Veteran conservationist is selected to lead Park’s invasive plant program
KEENE VALLEY — The Adirondack Chapter of The Nature Conservancy and the state Department of Environmental Conservation have named Tammara Van Ryn the new program manager of the Adirondack Park Invasive Plant Program.
Van Ryn has worked on conservation issues across the Northeast for nearly 30 years. Most recently, she served as the founder and executive director of the Land Trust Accreditation Commission, an organization based in Saratoga Springs that ensures over 400 conservation groups nationwide adhere to national quality standards for governance, finance and land stewardship.
“Tammara’s entire career, from her time working in forestry in the Peace Corps in Ecuador through her advocacy of sustainable stewardship at the Land Trust Accreditation Commission, has been in the service of conservation and the protection of natural resources,” Peg Olsen, executive director of the Adirondack Chapter of The Nature Conservancy, said in a press release. “She understands the challenges and issues APIPP faces, from climate change to collaborating with partners as disparate as small landowners and the federal government, and the importance of building coalitions to manage the threats invasive species pose to our communities.”
Before launching the Accreditation Commission, Van Ryn served in several roles for the Land Trust Alliance in New York state and across the nation: She was policy director for the Society for the Protection of New Hampshire Forests, taught nonprofit management as an adjunct professor at Vermont Law School, and co-owned New Minglewood Farm, an organic vegetable farm in Greenwich.

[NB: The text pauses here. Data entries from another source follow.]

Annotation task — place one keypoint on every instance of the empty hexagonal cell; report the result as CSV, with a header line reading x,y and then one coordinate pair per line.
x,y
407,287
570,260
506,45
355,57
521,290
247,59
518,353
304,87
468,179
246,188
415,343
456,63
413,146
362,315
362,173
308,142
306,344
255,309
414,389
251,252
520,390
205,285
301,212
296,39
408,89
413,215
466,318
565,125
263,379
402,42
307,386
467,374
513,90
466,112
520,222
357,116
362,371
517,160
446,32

“Invasive species aren’t just an ecologic threat — they’re an economic one as well,” Van Ryn said in the press release. “They affect every Adirondack community, and responding to the threat requires the engagement of communities across the Park. I’ve always believed in the power of partnerships, and I’ve sought those alliances for every conservation challenge I’ve worked on. I’m excited to be part of and help grow the team of local and state government and nonprofit partners that make APIPP so successful.”
Van Ryn is a graduate of Vermont Law School and SUNY College of Environmental Science and Forestry. She will move to Saranac Lake from her current home in Greenwich.